AFTER HURRICANE BETSY pummelled New Orleans in 1965, causing damage so severe that “Betsy” was retired from the rotating list of names given to Atlantic hurricanes, the Governor of Louisiana, John McKeithen, pledged that nothing like it would happen in his state again. Exactly 40 years later Hurricane Katrina brought even greater destruction to the city, and hazard planners were deemed to have ignored the lessons of the past. New research suggests that far from being an exception, Louisiana’s forgetfulness is the rule.
Collective memory for past calamities is of more than just academic interest, precisely because resilience to future calamities is thought to depend on it. Most research on the subject has been conducted by social scientists who have tracked the durability of memories over years—at most a decade—usually by means of questionnaires. Researchers at the Czech University of Life Sciences, in Prague, led by environmental historian Václav Fanta, have approached the problem differently, investigating how memories of disasters shaped decisions over several generations.
In a paper published recently in Nature Communications, they analysed data on almost 1,300 towns and villages in the Vltava river basin in central Europe—drawing both on historical records and on archaeological methods such as carbon dating—and compared them with the timings of floods in that basin over the course of nearly 900 years.
The floods studied were defined as extreme, meaning that the river’s run-off was in excess of 4,000 cubic metres per second, or almost 30 times its normal rate. Such mega-floods occur, on average, less than once a century, and the researchers recorded seven of them, the first in 1118 and the last in 1845. In each case, new settlements appeared a significantly higher vertical distance above the river’s normal level than settlements built in the same area before the flood, and continued to do so for 25 years (about a generation) after the deluge. By the subsequent generation, however—the grandchildren of the flood’s survivors—they started creeping downhill again, closer to the river, and encroaching on the zone of flood risk.
Sites close to watercourses have always been prized, and in calculating where to build their homes, people have necessarily weighed the risks of flood damage against the advantages of being close to a river. That memories of disaster weigh more heavily in this calculation immediately after the flood is not surprising, says Dr Fanta. But that the memory is so short-lived is. He had expected people to heed history’s warning for a century at least.

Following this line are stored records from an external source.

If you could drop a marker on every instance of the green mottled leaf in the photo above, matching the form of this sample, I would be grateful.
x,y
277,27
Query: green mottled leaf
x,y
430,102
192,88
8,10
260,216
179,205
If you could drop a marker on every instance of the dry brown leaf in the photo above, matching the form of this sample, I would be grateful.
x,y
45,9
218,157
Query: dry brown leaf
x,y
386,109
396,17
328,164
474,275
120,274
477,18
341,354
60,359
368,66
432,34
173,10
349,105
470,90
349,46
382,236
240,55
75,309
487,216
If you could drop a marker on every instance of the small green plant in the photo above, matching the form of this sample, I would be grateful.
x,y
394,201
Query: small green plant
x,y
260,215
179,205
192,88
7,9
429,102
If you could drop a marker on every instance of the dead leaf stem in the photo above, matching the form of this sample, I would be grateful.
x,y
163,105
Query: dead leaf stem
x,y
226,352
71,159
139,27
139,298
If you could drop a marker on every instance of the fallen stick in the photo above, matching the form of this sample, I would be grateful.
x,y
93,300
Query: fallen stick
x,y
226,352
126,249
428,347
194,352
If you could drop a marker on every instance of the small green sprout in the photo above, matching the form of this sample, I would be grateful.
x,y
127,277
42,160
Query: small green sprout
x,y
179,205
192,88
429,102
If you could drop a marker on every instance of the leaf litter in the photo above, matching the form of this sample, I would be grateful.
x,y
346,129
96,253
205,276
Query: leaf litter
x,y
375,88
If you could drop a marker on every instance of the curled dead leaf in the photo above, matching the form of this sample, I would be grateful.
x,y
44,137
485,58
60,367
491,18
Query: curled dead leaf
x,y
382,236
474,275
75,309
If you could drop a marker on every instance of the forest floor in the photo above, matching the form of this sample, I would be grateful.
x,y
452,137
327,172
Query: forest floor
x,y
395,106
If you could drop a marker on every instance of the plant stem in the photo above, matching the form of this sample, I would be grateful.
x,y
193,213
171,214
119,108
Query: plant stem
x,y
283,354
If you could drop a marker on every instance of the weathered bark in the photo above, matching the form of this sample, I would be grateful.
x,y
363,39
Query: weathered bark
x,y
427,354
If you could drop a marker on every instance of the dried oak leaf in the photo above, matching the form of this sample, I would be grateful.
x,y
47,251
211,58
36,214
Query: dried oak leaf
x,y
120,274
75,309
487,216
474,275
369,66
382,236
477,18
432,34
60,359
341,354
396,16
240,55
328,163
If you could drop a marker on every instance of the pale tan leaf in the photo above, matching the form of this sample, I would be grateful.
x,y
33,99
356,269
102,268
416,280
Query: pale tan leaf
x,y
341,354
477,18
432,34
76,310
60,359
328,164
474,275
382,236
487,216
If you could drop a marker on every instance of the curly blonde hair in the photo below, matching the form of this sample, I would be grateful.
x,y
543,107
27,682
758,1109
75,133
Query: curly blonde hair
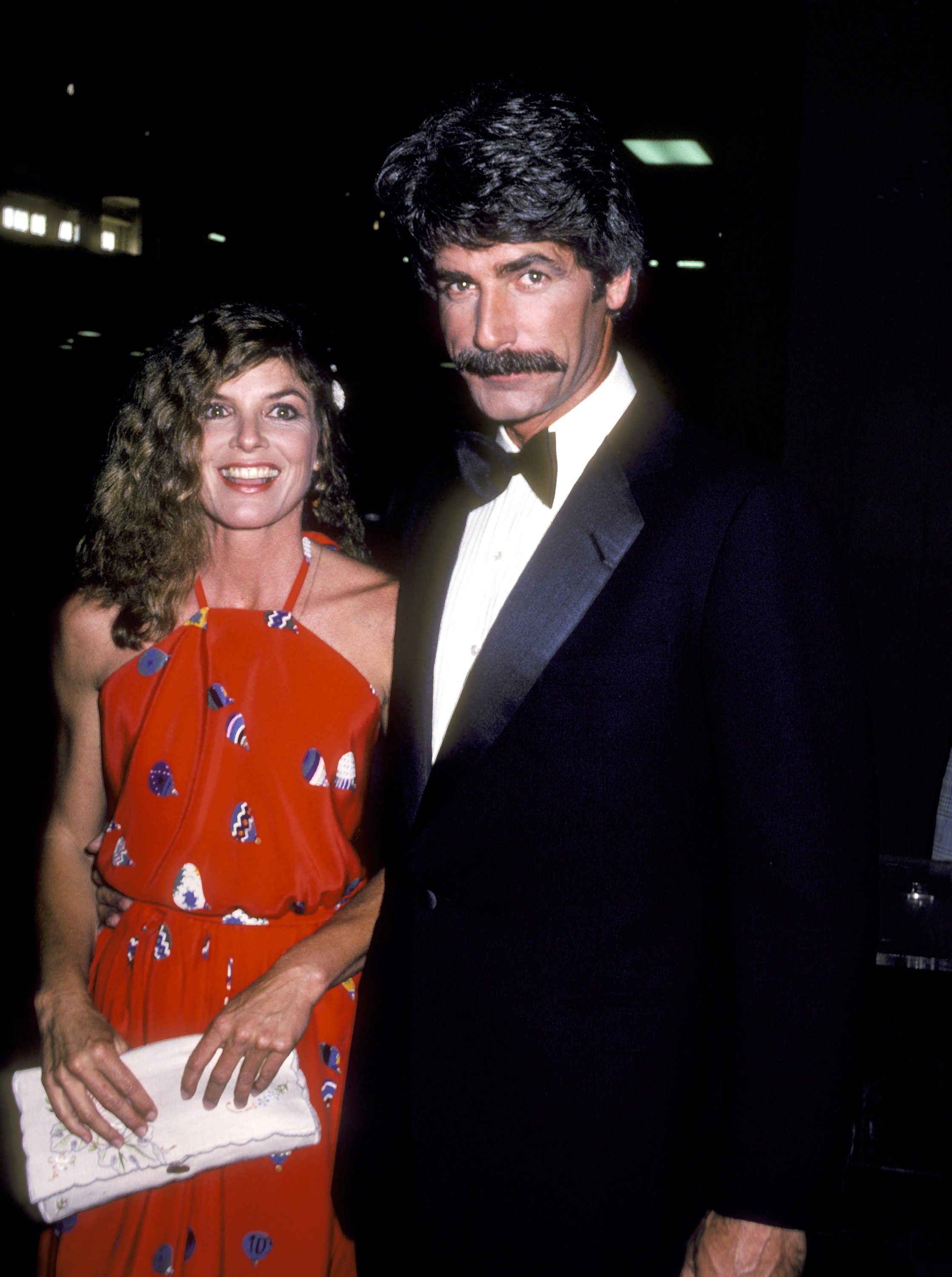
x,y
149,533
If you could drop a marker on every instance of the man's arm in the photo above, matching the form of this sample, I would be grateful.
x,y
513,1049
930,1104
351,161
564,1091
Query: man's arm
x,y
788,718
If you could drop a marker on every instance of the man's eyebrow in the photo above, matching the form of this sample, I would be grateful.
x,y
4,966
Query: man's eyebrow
x,y
523,263
445,276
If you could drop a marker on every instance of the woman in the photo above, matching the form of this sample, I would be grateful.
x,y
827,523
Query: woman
x,y
221,681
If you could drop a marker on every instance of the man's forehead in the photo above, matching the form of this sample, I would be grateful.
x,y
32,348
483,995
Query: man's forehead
x,y
457,257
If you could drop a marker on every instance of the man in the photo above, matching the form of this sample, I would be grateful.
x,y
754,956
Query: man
x,y
612,996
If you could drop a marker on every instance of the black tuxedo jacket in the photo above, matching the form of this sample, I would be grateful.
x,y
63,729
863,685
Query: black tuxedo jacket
x,y
618,971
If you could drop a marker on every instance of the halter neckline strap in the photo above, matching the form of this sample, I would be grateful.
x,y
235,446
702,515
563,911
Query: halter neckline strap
x,y
289,603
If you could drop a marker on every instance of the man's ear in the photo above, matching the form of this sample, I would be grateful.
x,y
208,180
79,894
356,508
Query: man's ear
x,y
617,290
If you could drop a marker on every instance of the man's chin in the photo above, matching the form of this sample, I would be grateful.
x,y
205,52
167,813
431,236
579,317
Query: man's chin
x,y
504,403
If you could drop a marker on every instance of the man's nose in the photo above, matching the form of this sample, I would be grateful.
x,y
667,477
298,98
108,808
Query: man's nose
x,y
249,435
494,322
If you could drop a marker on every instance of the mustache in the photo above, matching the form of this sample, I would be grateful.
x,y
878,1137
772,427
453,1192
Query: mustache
x,y
504,363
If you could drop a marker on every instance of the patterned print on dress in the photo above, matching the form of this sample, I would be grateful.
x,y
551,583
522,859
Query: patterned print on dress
x,y
120,855
331,1057
243,827
188,893
256,1246
346,776
235,731
280,620
163,1260
219,698
349,892
151,661
238,917
313,769
161,782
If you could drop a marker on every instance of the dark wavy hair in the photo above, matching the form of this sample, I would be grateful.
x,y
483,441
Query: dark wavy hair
x,y
149,533
509,165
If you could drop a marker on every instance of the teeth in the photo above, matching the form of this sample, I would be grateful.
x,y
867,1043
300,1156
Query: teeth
x,y
251,473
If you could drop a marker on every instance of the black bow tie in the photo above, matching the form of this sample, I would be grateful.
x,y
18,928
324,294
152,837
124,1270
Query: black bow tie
x,y
486,468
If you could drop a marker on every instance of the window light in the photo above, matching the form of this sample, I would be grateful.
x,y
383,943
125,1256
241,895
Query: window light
x,y
672,151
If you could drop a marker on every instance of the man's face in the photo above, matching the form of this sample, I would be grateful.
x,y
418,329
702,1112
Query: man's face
x,y
521,325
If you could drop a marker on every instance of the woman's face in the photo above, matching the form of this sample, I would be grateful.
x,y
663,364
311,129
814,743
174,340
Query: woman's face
x,y
260,449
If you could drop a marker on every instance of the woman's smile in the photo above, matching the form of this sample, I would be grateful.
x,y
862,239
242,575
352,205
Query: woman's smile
x,y
249,479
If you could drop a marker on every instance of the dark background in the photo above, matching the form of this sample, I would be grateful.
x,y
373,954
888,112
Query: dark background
x,y
817,336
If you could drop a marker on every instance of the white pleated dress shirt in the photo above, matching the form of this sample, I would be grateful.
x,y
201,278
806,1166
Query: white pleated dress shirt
x,y
503,535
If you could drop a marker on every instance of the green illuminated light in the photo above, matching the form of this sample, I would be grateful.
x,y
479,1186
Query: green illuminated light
x,y
672,151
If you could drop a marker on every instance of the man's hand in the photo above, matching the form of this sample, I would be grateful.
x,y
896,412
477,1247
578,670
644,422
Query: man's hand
x,y
721,1247
110,906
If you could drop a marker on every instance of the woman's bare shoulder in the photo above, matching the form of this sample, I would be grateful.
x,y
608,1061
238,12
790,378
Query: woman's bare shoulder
x,y
85,653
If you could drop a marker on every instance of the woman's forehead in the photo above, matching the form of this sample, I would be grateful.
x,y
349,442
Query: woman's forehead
x,y
272,377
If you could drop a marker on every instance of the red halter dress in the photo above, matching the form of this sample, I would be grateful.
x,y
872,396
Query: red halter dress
x,y
235,756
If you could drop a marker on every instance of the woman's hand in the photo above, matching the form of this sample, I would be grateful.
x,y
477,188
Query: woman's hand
x,y
81,1063
258,1028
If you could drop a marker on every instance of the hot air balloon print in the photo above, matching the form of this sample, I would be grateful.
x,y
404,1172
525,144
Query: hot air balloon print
x,y
243,827
188,893
346,776
120,856
238,917
235,731
151,661
219,698
163,1260
331,1057
161,782
313,769
280,620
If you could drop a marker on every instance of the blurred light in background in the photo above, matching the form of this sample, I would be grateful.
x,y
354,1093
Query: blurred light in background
x,y
673,151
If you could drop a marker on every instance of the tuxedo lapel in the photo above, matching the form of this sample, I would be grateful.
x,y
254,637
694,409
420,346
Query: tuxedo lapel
x,y
420,608
576,558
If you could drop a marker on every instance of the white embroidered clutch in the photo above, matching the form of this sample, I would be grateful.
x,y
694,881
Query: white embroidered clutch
x,y
64,1174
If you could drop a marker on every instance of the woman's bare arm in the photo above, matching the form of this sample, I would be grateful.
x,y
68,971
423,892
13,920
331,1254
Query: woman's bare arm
x,y
81,1049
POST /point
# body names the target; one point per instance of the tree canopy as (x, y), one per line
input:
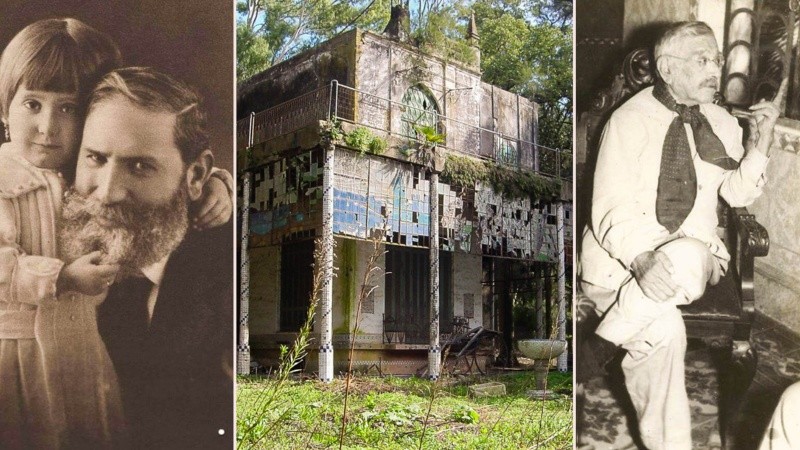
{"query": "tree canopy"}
(526, 45)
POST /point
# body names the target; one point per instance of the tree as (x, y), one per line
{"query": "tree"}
(531, 55)
(270, 31)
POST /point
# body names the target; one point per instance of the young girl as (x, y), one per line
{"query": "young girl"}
(58, 388)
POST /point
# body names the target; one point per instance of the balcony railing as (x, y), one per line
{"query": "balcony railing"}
(388, 118)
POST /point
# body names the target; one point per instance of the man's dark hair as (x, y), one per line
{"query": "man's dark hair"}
(158, 92)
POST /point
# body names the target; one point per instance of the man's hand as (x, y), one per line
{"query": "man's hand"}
(216, 207)
(653, 272)
(762, 121)
(87, 275)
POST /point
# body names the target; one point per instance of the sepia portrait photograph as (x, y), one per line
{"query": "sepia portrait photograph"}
(116, 225)
(687, 136)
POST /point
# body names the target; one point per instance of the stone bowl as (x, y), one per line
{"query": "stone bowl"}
(541, 348)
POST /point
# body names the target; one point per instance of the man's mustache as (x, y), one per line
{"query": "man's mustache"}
(119, 215)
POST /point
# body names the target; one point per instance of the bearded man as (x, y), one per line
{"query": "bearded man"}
(666, 156)
(167, 320)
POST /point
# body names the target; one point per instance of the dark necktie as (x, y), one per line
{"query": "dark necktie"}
(677, 180)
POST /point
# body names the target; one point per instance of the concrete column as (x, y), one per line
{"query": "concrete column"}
(325, 320)
(539, 274)
(562, 294)
(243, 346)
(434, 352)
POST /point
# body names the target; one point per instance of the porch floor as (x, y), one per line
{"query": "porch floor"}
(609, 426)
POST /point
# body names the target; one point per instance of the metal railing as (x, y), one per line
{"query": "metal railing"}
(390, 118)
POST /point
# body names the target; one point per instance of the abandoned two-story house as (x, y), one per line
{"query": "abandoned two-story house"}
(366, 138)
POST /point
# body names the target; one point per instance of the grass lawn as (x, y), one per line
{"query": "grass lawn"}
(390, 413)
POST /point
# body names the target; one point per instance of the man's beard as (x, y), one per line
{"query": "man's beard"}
(136, 237)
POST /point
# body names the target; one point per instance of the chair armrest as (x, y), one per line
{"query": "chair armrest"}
(749, 239)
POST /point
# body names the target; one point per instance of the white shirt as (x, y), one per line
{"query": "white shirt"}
(624, 222)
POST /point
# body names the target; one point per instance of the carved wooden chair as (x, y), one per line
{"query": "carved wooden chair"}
(723, 317)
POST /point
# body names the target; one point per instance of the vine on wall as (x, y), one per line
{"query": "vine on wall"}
(465, 172)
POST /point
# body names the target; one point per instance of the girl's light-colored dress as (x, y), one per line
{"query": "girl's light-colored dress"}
(58, 388)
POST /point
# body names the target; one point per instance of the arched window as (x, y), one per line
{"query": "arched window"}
(419, 109)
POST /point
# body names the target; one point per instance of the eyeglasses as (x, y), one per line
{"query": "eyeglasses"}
(703, 61)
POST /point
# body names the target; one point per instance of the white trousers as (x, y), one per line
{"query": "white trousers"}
(783, 432)
(654, 335)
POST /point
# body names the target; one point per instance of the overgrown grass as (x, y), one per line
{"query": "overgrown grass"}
(389, 413)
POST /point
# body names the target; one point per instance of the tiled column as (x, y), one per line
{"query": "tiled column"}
(326, 295)
(562, 294)
(243, 347)
(434, 352)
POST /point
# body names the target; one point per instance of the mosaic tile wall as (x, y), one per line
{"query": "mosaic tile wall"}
(369, 190)
(373, 193)
(286, 198)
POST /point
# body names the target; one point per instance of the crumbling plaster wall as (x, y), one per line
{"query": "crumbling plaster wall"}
(265, 290)
(305, 72)
(351, 258)
(467, 298)
(387, 69)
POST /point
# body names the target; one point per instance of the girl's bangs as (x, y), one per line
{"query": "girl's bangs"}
(56, 69)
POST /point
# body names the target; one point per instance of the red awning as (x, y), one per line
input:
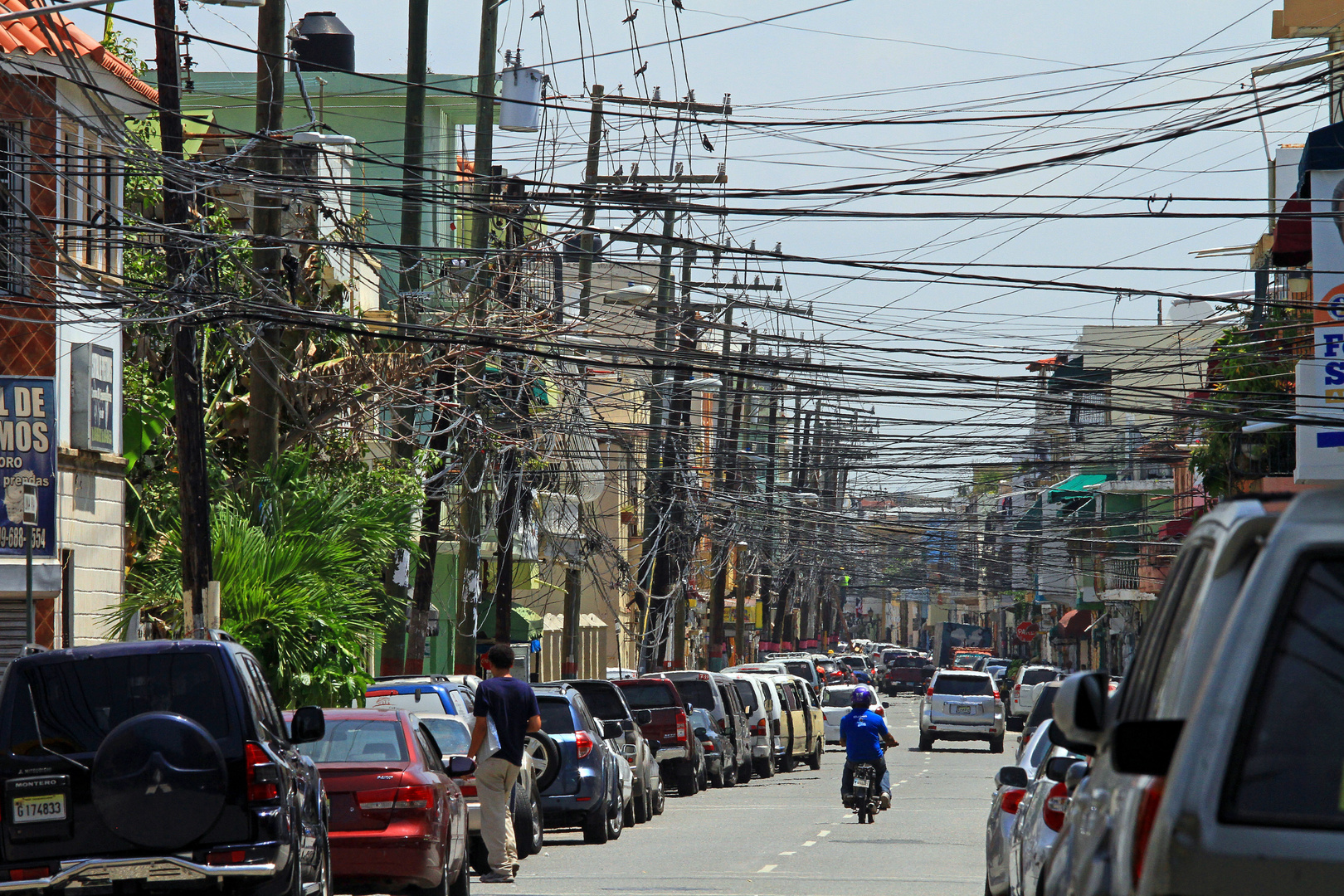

This collective forgetfulness is even more puzzling in light of a central preoccupation of ancient chroniclers, the communication of risk. Writing to preserve their eras for posterity, they recounted harrowing tales of extreme climatic events, fires, famines and plagues. Likewise, there is no shortage of written accounts of Hurricane Betsy or of historical floods in Prague—the maximum heights of many of which are marked along the Vltava’s banks.
Such distant secondhand accounts are not enough, Dr Fanta concludes. To be deterred from placing themselves back in danger, people have to hear disaster tales from eye witnesses who can convey the visceral emotion of having lived through them. The group’s findings thus suggest that one way of teaching history more effectively might be to bring eye witnesses into the classroom. That approach will not work for ever, of course. Over time, witnesses’ own memories fade, and then the witnesses themselves expire.
The forgetting that Dr Fanta sees with respect to historical floods might also explain the recent rise of vaccine hesitancy and right-wing extremism, he suggests, as the survivors of now-preventable infectious diseases and Hitler, respectively, die of old age. Having not experienced those realities, or heard about them first-hand, many people alive today have quite simply forgotten the horror.